Sinto vergonha de tudo aquilo que sou e faço. Não gosto do meu jeito, da minha voz, de mim mesmo.

— Porque? Você é um garoto talentoso, canta bem, li uma de suas poesias, porque pensa assim de si mesmo?

— Que bela pergunta.

— Reflita nisso. Com certeza há qualidades incríveis dentro de você. E eu citei umas — Ele sorrir pra mim, e é confortador. E seus olhos continuam em mim.

— Eu não me vejo assim ...

— Quando isso aconteceu? Você se lembra mais ou menos quando ficou assim? 

— Desde a minha adolescência, não me lembro exatamente.

— Podemos trabalhar nisso. Mas por hora, quero dizer que você tem seu valor Kevin, há algo dentro de ti que é especial, use o que ama. Esse sentimento vem de uma preocupação com a impressão alheia. Estamos há meses aqui e vejo que você tem estado preso ao pensamento de outras pessoas. "Ah, o que vão achar de mim?
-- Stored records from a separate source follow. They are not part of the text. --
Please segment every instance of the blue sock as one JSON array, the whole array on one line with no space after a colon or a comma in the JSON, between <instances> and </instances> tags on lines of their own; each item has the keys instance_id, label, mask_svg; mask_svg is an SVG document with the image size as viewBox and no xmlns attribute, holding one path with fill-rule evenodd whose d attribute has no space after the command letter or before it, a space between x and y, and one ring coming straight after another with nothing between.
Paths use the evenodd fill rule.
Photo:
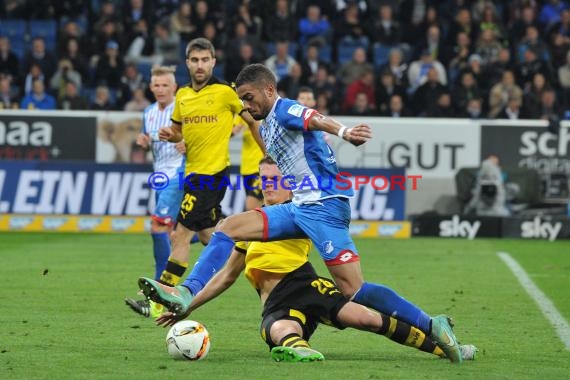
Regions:
<instances>
[{"instance_id":1,"label":"blue sock","mask_svg":"<svg viewBox=\"0 0 570 380\"><path fill-rule=\"evenodd\" d=\"M192 272L182 285L190 289L192 294L197 294L210 281L214 273L222 269L232 253L234 244L228 235L223 232L214 232L210 242L194 264Z\"/></svg>"},{"instance_id":2,"label":"blue sock","mask_svg":"<svg viewBox=\"0 0 570 380\"><path fill-rule=\"evenodd\" d=\"M426 334L431 332L431 317L387 286L365 282L352 300L409 323Z\"/></svg>"},{"instance_id":3,"label":"blue sock","mask_svg":"<svg viewBox=\"0 0 570 380\"><path fill-rule=\"evenodd\" d=\"M154 268L156 270L154 279L158 281L170 256L170 238L168 232L151 233L150 236L152 236Z\"/></svg>"},{"instance_id":4,"label":"blue sock","mask_svg":"<svg viewBox=\"0 0 570 380\"><path fill-rule=\"evenodd\" d=\"M192 240L190 240L190 244L196 244L200 242L200 238L198 237L198 234L194 234L194 236L192 236Z\"/></svg>"}]
</instances>

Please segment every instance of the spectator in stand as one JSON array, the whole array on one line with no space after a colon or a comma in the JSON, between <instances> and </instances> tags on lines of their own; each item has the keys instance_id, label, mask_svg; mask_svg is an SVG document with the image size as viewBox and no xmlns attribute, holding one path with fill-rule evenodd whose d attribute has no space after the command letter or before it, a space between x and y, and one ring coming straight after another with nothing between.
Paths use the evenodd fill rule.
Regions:
<instances>
[{"instance_id":1,"label":"spectator in stand","mask_svg":"<svg viewBox=\"0 0 570 380\"><path fill-rule=\"evenodd\" d=\"M372 17L368 23L370 40L382 45L397 46L402 42L400 23L394 20L394 11L390 4L382 4L378 9L378 18Z\"/></svg>"},{"instance_id":2,"label":"spectator in stand","mask_svg":"<svg viewBox=\"0 0 570 380\"><path fill-rule=\"evenodd\" d=\"M143 26L146 27L147 23L144 19L141 19L137 22L137 26L142 29ZM138 31L139 29L137 29ZM104 20L101 30L96 32L92 41L91 41L91 55L101 55L107 48L107 43L113 41L117 43L117 49L121 51L124 49L124 42L125 39L123 38L124 34L114 19L106 19ZM133 35L126 36L129 38L129 42L134 39Z\"/></svg>"},{"instance_id":3,"label":"spectator in stand","mask_svg":"<svg viewBox=\"0 0 570 380\"><path fill-rule=\"evenodd\" d=\"M517 46L517 59L519 62L524 62L524 54L527 50L533 50L540 60L548 60L548 49L546 44L540 38L538 29L534 26L526 28L526 34Z\"/></svg>"},{"instance_id":4,"label":"spectator in stand","mask_svg":"<svg viewBox=\"0 0 570 380\"><path fill-rule=\"evenodd\" d=\"M153 15L156 20L163 20L171 15L178 6L180 0L152 0Z\"/></svg>"},{"instance_id":5,"label":"spectator in stand","mask_svg":"<svg viewBox=\"0 0 570 380\"><path fill-rule=\"evenodd\" d=\"M327 45L330 41L331 26L321 15L321 8L312 4L307 7L307 16L299 20L299 43L307 45L317 42Z\"/></svg>"},{"instance_id":6,"label":"spectator in stand","mask_svg":"<svg viewBox=\"0 0 570 380\"><path fill-rule=\"evenodd\" d=\"M295 58L289 55L289 42L279 41L275 44L275 54L267 58L264 64L275 74L277 81L280 81L289 74L296 63Z\"/></svg>"},{"instance_id":7,"label":"spectator in stand","mask_svg":"<svg viewBox=\"0 0 570 380\"><path fill-rule=\"evenodd\" d=\"M216 20L210 15L208 3L204 0L198 0L194 3L194 12L192 12L192 25L196 27L196 36L204 35L204 27L208 21Z\"/></svg>"},{"instance_id":8,"label":"spectator in stand","mask_svg":"<svg viewBox=\"0 0 570 380\"><path fill-rule=\"evenodd\" d=\"M418 35L424 36L427 28L419 30L422 22L426 20L429 8L426 0L403 0L400 2L399 11L400 23L404 28L404 40L413 44ZM435 23L437 25L437 23ZM423 33L422 33L423 32Z\"/></svg>"},{"instance_id":9,"label":"spectator in stand","mask_svg":"<svg viewBox=\"0 0 570 380\"><path fill-rule=\"evenodd\" d=\"M152 65L160 65L164 57L155 54L155 38L152 36L145 19L140 19L136 22L129 41L129 48L127 49L125 57L127 62L135 64L149 63ZM176 50L178 55L178 48Z\"/></svg>"},{"instance_id":10,"label":"spectator in stand","mask_svg":"<svg viewBox=\"0 0 570 380\"><path fill-rule=\"evenodd\" d=\"M204 38L214 45L216 62L221 63L226 61L226 38L225 34L218 33L216 24L213 21L208 21L204 25Z\"/></svg>"},{"instance_id":11,"label":"spectator in stand","mask_svg":"<svg viewBox=\"0 0 570 380\"><path fill-rule=\"evenodd\" d=\"M398 86L408 86L408 64L404 62L404 53L399 48L390 49L388 62L380 68L380 72L389 71L394 75Z\"/></svg>"},{"instance_id":12,"label":"spectator in stand","mask_svg":"<svg viewBox=\"0 0 570 380\"><path fill-rule=\"evenodd\" d=\"M447 73L449 83L455 83L459 75L469 70L469 57L471 56L471 40L467 33L457 34L457 44L447 50L445 59L448 62Z\"/></svg>"},{"instance_id":13,"label":"spectator in stand","mask_svg":"<svg viewBox=\"0 0 570 380\"><path fill-rule=\"evenodd\" d=\"M89 80L89 64L86 56L81 52L83 46L80 46L79 40L76 38L70 38L67 40L67 44L61 55L61 58L65 58L71 62L73 68L81 74L81 77L87 81Z\"/></svg>"},{"instance_id":14,"label":"spectator in stand","mask_svg":"<svg viewBox=\"0 0 570 380\"><path fill-rule=\"evenodd\" d=\"M473 74L473 78L477 82L477 85L481 89L481 92L486 93L487 89L491 84L489 83L488 78L485 78L485 73L483 71L483 59L479 54L471 54L469 56L469 67L467 71Z\"/></svg>"},{"instance_id":15,"label":"spectator in stand","mask_svg":"<svg viewBox=\"0 0 570 380\"><path fill-rule=\"evenodd\" d=\"M295 17L291 14L288 0L277 0L275 12L263 23L265 38L270 42L293 41L297 33Z\"/></svg>"},{"instance_id":16,"label":"spectator in stand","mask_svg":"<svg viewBox=\"0 0 570 380\"><path fill-rule=\"evenodd\" d=\"M546 32L547 40L550 40L553 34L560 34L566 43L570 43L570 9L565 9L560 15L560 21L549 25Z\"/></svg>"},{"instance_id":17,"label":"spectator in stand","mask_svg":"<svg viewBox=\"0 0 570 380\"><path fill-rule=\"evenodd\" d=\"M162 57L165 65L180 62L180 35L171 31L166 21L154 27L154 54Z\"/></svg>"},{"instance_id":18,"label":"spectator in stand","mask_svg":"<svg viewBox=\"0 0 570 380\"><path fill-rule=\"evenodd\" d=\"M346 94L344 95L344 101L342 103L342 110L344 112L348 112L353 108L354 103L356 102L356 95L361 92L366 94L370 107L376 108L373 70L362 72L360 78L348 85L346 88Z\"/></svg>"},{"instance_id":19,"label":"spectator in stand","mask_svg":"<svg viewBox=\"0 0 570 380\"><path fill-rule=\"evenodd\" d=\"M57 109L60 110L86 110L89 108L87 99L80 96L77 85L74 82L65 83L65 93L57 101Z\"/></svg>"},{"instance_id":20,"label":"spectator in stand","mask_svg":"<svg viewBox=\"0 0 570 380\"><path fill-rule=\"evenodd\" d=\"M563 37L560 33L550 34L550 66L554 70L558 70L560 66L566 63L566 53L570 50L570 40Z\"/></svg>"},{"instance_id":21,"label":"spectator in stand","mask_svg":"<svg viewBox=\"0 0 570 380\"><path fill-rule=\"evenodd\" d=\"M456 117L453 106L451 105L451 96L449 96L448 92L439 94L435 107L428 109L426 116L440 118Z\"/></svg>"},{"instance_id":22,"label":"spectator in stand","mask_svg":"<svg viewBox=\"0 0 570 380\"><path fill-rule=\"evenodd\" d=\"M232 39L228 41L228 44L226 46L226 54L225 54L225 56L227 57L226 68L227 65L235 65L236 60L244 58L240 57L241 54L240 48L244 44L249 45L250 48L252 49L252 57L251 57L252 62L259 62L263 58L265 58L265 48L262 46L259 38L253 35L249 35L247 33L247 27L245 23L243 21L238 21L234 26L234 36ZM236 65L236 66L241 67L241 65ZM238 73L239 70L235 72L235 75L232 77L228 77L226 75L226 78L228 78L228 80L232 80L230 78L235 79Z\"/></svg>"},{"instance_id":23,"label":"spectator in stand","mask_svg":"<svg viewBox=\"0 0 570 380\"><path fill-rule=\"evenodd\" d=\"M8 74L16 82L20 77L20 60L10 48L10 40L6 36L0 36L0 74Z\"/></svg>"},{"instance_id":24,"label":"spectator in stand","mask_svg":"<svg viewBox=\"0 0 570 380\"><path fill-rule=\"evenodd\" d=\"M334 107L333 96L336 93L336 77L329 74L327 66L319 66L315 82L313 83L313 90L317 98L323 94L327 97L327 105Z\"/></svg>"},{"instance_id":25,"label":"spectator in stand","mask_svg":"<svg viewBox=\"0 0 570 380\"><path fill-rule=\"evenodd\" d=\"M305 107L315 108L317 101L315 100L315 93L311 87L302 86L299 88L297 101Z\"/></svg>"},{"instance_id":26,"label":"spectator in stand","mask_svg":"<svg viewBox=\"0 0 570 380\"><path fill-rule=\"evenodd\" d=\"M558 68L558 83L563 95L564 108L570 105L570 50L566 53L566 63Z\"/></svg>"},{"instance_id":27,"label":"spectator in stand","mask_svg":"<svg viewBox=\"0 0 570 380\"><path fill-rule=\"evenodd\" d=\"M491 66L487 66L484 70L484 77L487 78L485 81L489 85L498 83L503 77L505 70L515 71L515 65L511 60L511 51L508 48L502 48L499 51L498 61ZM479 86L481 88L481 86ZM487 91L488 88L482 89Z\"/></svg>"},{"instance_id":28,"label":"spectator in stand","mask_svg":"<svg viewBox=\"0 0 570 380\"><path fill-rule=\"evenodd\" d=\"M301 62L301 69L303 70L303 83L312 85L317 77L317 71L320 66L327 64L319 58L319 46L309 45L305 52L305 58Z\"/></svg>"},{"instance_id":29,"label":"spectator in stand","mask_svg":"<svg viewBox=\"0 0 570 380\"><path fill-rule=\"evenodd\" d=\"M196 26L192 24L192 5L182 1L178 9L170 16L170 29L180 35L182 41L190 41L197 37ZM217 45L215 45L217 46Z\"/></svg>"},{"instance_id":30,"label":"spectator in stand","mask_svg":"<svg viewBox=\"0 0 570 380\"><path fill-rule=\"evenodd\" d=\"M365 33L364 25L358 12L358 5L348 4L342 11L342 17L336 22L335 42L352 46L368 46L370 40Z\"/></svg>"},{"instance_id":31,"label":"spectator in stand","mask_svg":"<svg viewBox=\"0 0 570 380\"><path fill-rule=\"evenodd\" d=\"M232 46L229 44L229 46ZM251 63L256 63L257 59L253 53L253 47L249 43L243 43L239 45L239 55L235 58L228 59L225 67L225 79L229 82L233 82L241 69Z\"/></svg>"},{"instance_id":32,"label":"spectator in stand","mask_svg":"<svg viewBox=\"0 0 570 380\"><path fill-rule=\"evenodd\" d=\"M467 112L467 104L471 99L480 99L481 91L477 87L477 82L473 74L465 71L461 74L461 81L455 86L451 93L453 107L456 115L464 115Z\"/></svg>"},{"instance_id":33,"label":"spectator in stand","mask_svg":"<svg viewBox=\"0 0 570 380\"><path fill-rule=\"evenodd\" d=\"M376 85L376 108L378 112L388 111L388 103L394 95L400 95L402 99L406 99L406 88L396 84L396 77L391 71L384 70Z\"/></svg>"},{"instance_id":34,"label":"spectator in stand","mask_svg":"<svg viewBox=\"0 0 570 380\"><path fill-rule=\"evenodd\" d=\"M122 34L124 32L121 23L121 12L115 7L115 3L112 0L104 0L101 3L99 14L95 14L94 16L96 17L96 21L93 22L91 30L95 32L95 34L106 34L106 32L104 32L104 28L108 21L111 21L114 24L114 30L116 33ZM118 36L108 37L108 39L114 40L117 40L117 38ZM104 48L106 41L107 39L102 41L102 46L99 47Z\"/></svg>"},{"instance_id":35,"label":"spectator in stand","mask_svg":"<svg viewBox=\"0 0 570 380\"><path fill-rule=\"evenodd\" d=\"M387 117L412 117L412 112L405 106L404 98L398 94L390 97L388 109L381 114Z\"/></svg>"},{"instance_id":36,"label":"spectator in stand","mask_svg":"<svg viewBox=\"0 0 570 380\"><path fill-rule=\"evenodd\" d=\"M494 118L493 116L489 115L490 118ZM521 113L521 102L516 98L509 98L507 100L507 105L503 107L503 109L498 113L497 119L509 119L509 120L518 120L524 119Z\"/></svg>"},{"instance_id":37,"label":"spectator in stand","mask_svg":"<svg viewBox=\"0 0 570 380\"><path fill-rule=\"evenodd\" d=\"M0 73L0 109L18 109L18 98L12 92L12 77L10 74Z\"/></svg>"},{"instance_id":38,"label":"spectator in stand","mask_svg":"<svg viewBox=\"0 0 570 380\"><path fill-rule=\"evenodd\" d=\"M95 89L95 99L93 99L93 102L89 105L89 109L95 111L112 111L115 109L115 105L111 102L109 87L97 86Z\"/></svg>"},{"instance_id":39,"label":"spectator in stand","mask_svg":"<svg viewBox=\"0 0 570 380\"><path fill-rule=\"evenodd\" d=\"M505 28L503 27L501 20L497 17L495 6L492 3L486 3L485 8L483 9L479 30L481 33L486 30L490 30L493 32L497 41L501 43L506 38Z\"/></svg>"},{"instance_id":40,"label":"spectator in stand","mask_svg":"<svg viewBox=\"0 0 570 380\"><path fill-rule=\"evenodd\" d=\"M22 99L20 108L28 110L54 110L56 109L55 98L45 92L44 82L34 79L32 92Z\"/></svg>"},{"instance_id":41,"label":"spectator in stand","mask_svg":"<svg viewBox=\"0 0 570 380\"><path fill-rule=\"evenodd\" d=\"M125 33L131 33L139 20L145 20L148 25L154 24L151 2L144 0L127 0L124 2L123 21Z\"/></svg>"},{"instance_id":42,"label":"spectator in stand","mask_svg":"<svg viewBox=\"0 0 570 380\"><path fill-rule=\"evenodd\" d=\"M548 82L552 82L548 63L539 59L533 49L524 52L524 62L517 67L517 83L526 87L532 82L534 74L542 73Z\"/></svg>"},{"instance_id":43,"label":"spectator in stand","mask_svg":"<svg viewBox=\"0 0 570 380\"><path fill-rule=\"evenodd\" d=\"M430 26L427 30L425 39L420 40L416 46L417 57L427 51L435 61L441 62L441 59L445 58L445 49L443 46L443 40L441 39L441 31L437 25Z\"/></svg>"},{"instance_id":44,"label":"spectator in stand","mask_svg":"<svg viewBox=\"0 0 570 380\"><path fill-rule=\"evenodd\" d=\"M117 106L118 108L123 108L123 106L132 99L133 92L137 88L146 89L148 84L145 82L143 75L139 72L137 66L133 63L129 63L125 66L125 71L121 76L121 84L119 85L119 91L117 92Z\"/></svg>"},{"instance_id":45,"label":"spectator in stand","mask_svg":"<svg viewBox=\"0 0 570 380\"><path fill-rule=\"evenodd\" d=\"M238 6L238 12L234 18L234 22L243 22L247 28L247 34L261 38L261 32L263 30L261 19L252 15L249 7L249 1L242 1Z\"/></svg>"},{"instance_id":46,"label":"spectator in stand","mask_svg":"<svg viewBox=\"0 0 570 380\"><path fill-rule=\"evenodd\" d=\"M343 85L348 86L358 78L362 77L364 72L373 70L374 66L367 61L366 50L359 47L354 50L354 53L352 53L352 60L341 66L337 73L337 77L340 78Z\"/></svg>"},{"instance_id":47,"label":"spectator in stand","mask_svg":"<svg viewBox=\"0 0 570 380\"><path fill-rule=\"evenodd\" d=\"M426 82L414 93L412 102L414 112L418 116L431 114L437 105L439 96L444 92L447 92L447 88L441 83L439 72L435 67L430 67Z\"/></svg>"},{"instance_id":48,"label":"spectator in stand","mask_svg":"<svg viewBox=\"0 0 570 380\"><path fill-rule=\"evenodd\" d=\"M530 117L534 119L535 115L531 115ZM560 107L556 101L556 92L552 88L548 88L542 93L540 108L536 118L542 120L560 120Z\"/></svg>"},{"instance_id":49,"label":"spectator in stand","mask_svg":"<svg viewBox=\"0 0 570 380\"><path fill-rule=\"evenodd\" d=\"M28 72L34 63L42 68L46 78L51 78L53 73L55 73L57 62L53 54L46 50L42 37L35 37L32 40L32 50L24 56L22 62L23 73Z\"/></svg>"},{"instance_id":50,"label":"spectator in stand","mask_svg":"<svg viewBox=\"0 0 570 380\"><path fill-rule=\"evenodd\" d=\"M525 5L521 12L520 18L517 19L509 30L509 39L511 46L518 46L526 35L529 26L534 26L536 30L540 30L540 24L536 20L536 12L532 5Z\"/></svg>"},{"instance_id":51,"label":"spectator in stand","mask_svg":"<svg viewBox=\"0 0 570 380\"><path fill-rule=\"evenodd\" d=\"M303 71L301 65L294 63L289 70L289 74L285 75L279 82L277 82L277 92L283 98L297 99L299 89L305 85L301 82Z\"/></svg>"},{"instance_id":52,"label":"spectator in stand","mask_svg":"<svg viewBox=\"0 0 570 380\"><path fill-rule=\"evenodd\" d=\"M447 75L445 72L445 67L441 62L433 59L429 50L424 50L418 61L412 62L410 69L408 70L408 80L410 83L410 88L408 89L411 93L414 93L421 85L426 83L428 80L428 72L434 69L437 72L438 82L443 85L447 85Z\"/></svg>"},{"instance_id":53,"label":"spectator in stand","mask_svg":"<svg viewBox=\"0 0 570 380\"><path fill-rule=\"evenodd\" d=\"M505 70L503 73L503 78L499 83L491 88L489 94L489 117L491 119L497 118L499 113L504 110L509 101L518 104L518 107L522 104L523 91L515 83L515 75L510 70ZM517 112L518 115L518 112Z\"/></svg>"},{"instance_id":54,"label":"spectator in stand","mask_svg":"<svg viewBox=\"0 0 570 380\"><path fill-rule=\"evenodd\" d=\"M317 95L317 105L315 106L315 109L321 115L330 115L332 113L329 108L329 98L324 92Z\"/></svg>"},{"instance_id":55,"label":"spectator in stand","mask_svg":"<svg viewBox=\"0 0 570 380\"><path fill-rule=\"evenodd\" d=\"M524 89L522 104L525 109L525 113L531 119L540 118L542 94L548 89L550 89L550 86L546 82L544 75L541 73L534 74L532 83Z\"/></svg>"},{"instance_id":56,"label":"spectator in stand","mask_svg":"<svg viewBox=\"0 0 570 380\"><path fill-rule=\"evenodd\" d=\"M483 118L483 100L481 98L469 99L465 111L466 112L460 116L467 117L473 120Z\"/></svg>"},{"instance_id":57,"label":"spectator in stand","mask_svg":"<svg viewBox=\"0 0 570 380\"><path fill-rule=\"evenodd\" d=\"M471 41L477 41L479 36L479 28L471 19L471 12L467 8L461 8L455 15L455 20L451 24L447 33L447 41L449 44L457 41L458 33L467 33Z\"/></svg>"},{"instance_id":58,"label":"spectator in stand","mask_svg":"<svg viewBox=\"0 0 570 380\"><path fill-rule=\"evenodd\" d=\"M413 1L413 0L412 0ZM419 3L424 2L423 0L420 1L416 1L415 5L418 5ZM416 25L416 24L407 24L404 25L402 24L403 27L405 27L406 29L406 42L408 42L410 45L415 45L416 41L418 39L418 36L425 36L427 35L427 31L430 27L432 26L439 26L442 25L441 20L439 19L439 14L437 11L437 8L435 6L435 4L430 5L430 2L428 1L426 4L424 5L424 15L422 16L422 19L420 20L420 22Z\"/></svg>"},{"instance_id":59,"label":"spectator in stand","mask_svg":"<svg viewBox=\"0 0 570 380\"><path fill-rule=\"evenodd\" d=\"M30 71L24 77L24 85L21 87L21 92L24 95L29 95L33 91L35 80L41 80L45 86L47 79L48 78L44 75L41 66L37 63L33 63L30 67Z\"/></svg>"},{"instance_id":60,"label":"spectator in stand","mask_svg":"<svg viewBox=\"0 0 570 380\"><path fill-rule=\"evenodd\" d=\"M481 31L475 51L483 60L484 69L494 65L499 60L501 49L502 46L499 41L497 41L495 32L491 29Z\"/></svg>"},{"instance_id":61,"label":"spectator in stand","mask_svg":"<svg viewBox=\"0 0 570 380\"><path fill-rule=\"evenodd\" d=\"M568 8L568 4L566 4L565 1L548 0L540 10L538 21L544 26L549 26L553 23L556 23L560 21L560 14L566 8Z\"/></svg>"},{"instance_id":62,"label":"spectator in stand","mask_svg":"<svg viewBox=\"0 0 570 380\"><path fill-rule=\"evenodd\" d=\"M73 69L71 61L62 58L59 61L58 69L53 74L50 80L51 93L57 95L57 98L63 97L65 94L65 83L73 82L75 86L81 91L81 74Z\"/></svg>"},{"instance_id":63,"label":"spectator in stand","mask_svg":"<svg viewBox=\"0 0 570 380\"><path fill-rule=\"evenodd\" d=\"M81 41L81 45L86 45L89 41L84 36L84 31L81 30L79 24L73 20L67 21L57 39L57 52L61 57L67 52L67 44L69 40Z\"/></svg>"},{"instance_id":64,"label":"spectator in stand","mask_svg":"<svg viewBox=\"0 0 570 380\"><path fill-rule=\"evenodd\" d=\"M125 104L125 111L142 112L150 105L144 96L144 88L136 88L133 91L133 98Z\"/></svg>"},{"instance_id":65,"label":"spectator in stand","mask_svg":"<svg viewBox=\"0 0 570 380\"><path fill-rule=\"evenodd\" d=\"M359 92L356 94L354 104L346 114L352 116L374 116L374 106L370 104L368 95L365 92Z\"/></svg>"},{"instance_id":66,"label":"spectator in stand","mask_svg":"<svg viewBox=\"0 0 570 380\"><path fill-rule=\"evenodd\" d=\"M95 69L95 83L106 84L111 88L119 87L125 64L119 55L119 44L107 42L105 54L99 58Z\"/></svg>"}]
</instances>

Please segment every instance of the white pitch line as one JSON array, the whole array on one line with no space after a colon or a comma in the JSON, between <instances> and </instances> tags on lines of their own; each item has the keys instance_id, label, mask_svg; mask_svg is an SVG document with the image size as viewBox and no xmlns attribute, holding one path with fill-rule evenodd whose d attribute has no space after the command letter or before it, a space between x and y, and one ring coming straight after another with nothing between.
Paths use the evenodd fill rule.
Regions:
<instances>
[{"instance_id":1,"label":"white pitch line","mask_svg":"<svg viewBox=\"0 0 570 380\"><path fill-rule=\"evenodd\" d=\"M517 280L521 283L522 287L528 295L536 302L542 314L550 321L550 324L556 330L556 334L564 343L567 350L570 350L570 325L564 319L562 314L556 309L552 301L535 285L530 279L525 270L517 263L515 259L506 252L497 252L499 258L507 264L509 269L513 272Z\"/></svg>"}]
</instances>

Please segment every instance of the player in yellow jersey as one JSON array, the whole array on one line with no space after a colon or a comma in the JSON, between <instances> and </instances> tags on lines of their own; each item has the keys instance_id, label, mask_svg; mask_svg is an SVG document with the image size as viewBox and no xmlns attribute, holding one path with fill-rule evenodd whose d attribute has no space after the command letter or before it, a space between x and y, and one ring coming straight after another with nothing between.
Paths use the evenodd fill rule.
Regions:
<instances>
[{"instance_id":1,"label":"player in yellow jersey","mask_svg":"<svg viewBox=\"0 0 570 380\"><path fill-rule=\"evenodd\" d=\"M234 120L234 133L243 129L243 145L241 148L241 163L239 174L243 179L245 190L245 209L253 210L262 205L261 181L259 180L259 161L263 158L263 151L255 141L247 124L239 115Z\"/></svg>"},{"instance_id":2,"label":"player in yellow jersey","mask_svg":"<svg viewBox=\"0 0 570 380\"><path fill-rule=\"evenodd\" d=\"M186 144L184 198L172 234L172 252L160 277L164 284L176 285L184 274L194 234L206 244L220 221L235 115L242 115L251 128L256 128L235 90L213 76L215 64L210 41L196 38L188 43L186 66L191 81L176 93L171 126L158 133L162 141L183 139Z\"/></svg>"},{"instance_id":3,"label":"player in yellow jersey","mask_svg":"<svg viewBox=\"0 0 570 380\"><path fill-rule=\"evenodd\" d=\"M274 161L264 158L260 175L281 180ZM287 202L290 192L270 182L263 189L268 205ZM320 277L308 261L311 241L291 239L269 243L237 243L226 266L192 299L188 312L164 313L157 323L168 326L188 316L228 289L245 270L263 306L261 336L276 361L320 361L324 356L309 346L318 323L339 329L354 327L444 357L443 351L421 330L348 301L334 282ZM469 346L465 346L469 347ZM470 346L474 352L474 346Z\"/></svg>"}]
</instances>

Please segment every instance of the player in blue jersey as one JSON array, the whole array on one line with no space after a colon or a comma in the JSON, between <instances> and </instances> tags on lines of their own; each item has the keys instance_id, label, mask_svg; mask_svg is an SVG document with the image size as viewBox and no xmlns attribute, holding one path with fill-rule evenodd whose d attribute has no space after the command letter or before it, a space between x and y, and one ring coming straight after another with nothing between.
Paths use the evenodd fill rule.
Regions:
<instances>
[{"instance_id":1,"label":"player in blue jersey","mask_svg":"<svg viewBox=\"0 0 570 380\"><path fill-rule=\"evenodd\" d=\"M180 203L184 192L178 186L178 172L184 172L184 141L170 143L160 141L158 130L170 125L170 117L174 109L174 94L176 80L174 69L170 67L155 67L151 71L150 90L156 102L148 106L143 113L143 128L137 137L137 145L145 150L151 150L153 169L157 181L154 183L155 206L151 215L150 234L152 236L155 261L155 276L157 280L170 256L170 232L176 222ZM163 173L156 175L157 173ZM166 181L168 177L168 182ZM164 188L163 188L164 185ZM126 298L125 303L135 312L149 317L159 315L160 305L147 300Z\"/></svg>"},{"instance_id":2,"label":"player in blue jersey","mask_svg":"<svg viewBox=\"0 0 570 380\"><path fill-rule=\"evenodd\" d=\"M216 226L208 246L181 286L167 287L141 278L139 286L145 295L161 300L177 317L183 318L193 294L223 266L235 241L308 236L347 298L419 328L440 345L451 361L461 362L459 344L448 317L432 318L389 287L363 279L358 252L348 229L348 199L353 191L338 181L336 159L323 139L323 132L358 146L372 137L370 127L360 124L347 128L314 109L279 97L273 73L261 64L242 69L236 85L244 108L254 119L263 120L259 132L267 153L277 162L284 177L294 178L297 183L292 189L293 202L228 217Z\"/></svg>"}]
</instances>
O que falarão se eu fizer tal coisa?" Essas pessoas não pagam suas contas, concorda comigo? 

— É talvez. Acho interessante o que você disse. 

— A nossa sessão terminou Kevin, mas quero dizer a última coisa. Você tem seu valor, o que você faz importa.

— Obrigado... — Me levanto do sofá e dou uns passos até a porta, quando toquei na maçaneta ele me surpreendeu assobiando.

— Kevin, você sabe o que há por trás dessa porta?

— A saída?

— Resposta superficial, mas foi certa de alguma forma.

-— Tá... — Achei essa abordagem estranha, ele nunca fez isso. Tento abrir a porta mas, ele me chama.

— Não, não quero que vá. 

— O que você quer? Você não disse que tinha terminado a sessão?

— Quero falar de lágrimas. — Em nenhum momento ele olhou para mim quando disse que encerrou a sessão, só está olhando para o seu caderno.

— O quê?

— Foi o que você ouviu.

— O que isso quer dizer?

— Você escuta essas lágrimas?

— Quê? Não.

— Certeza? Digo de lágrimas na alma. — Ele volta a me olhar, agora sério.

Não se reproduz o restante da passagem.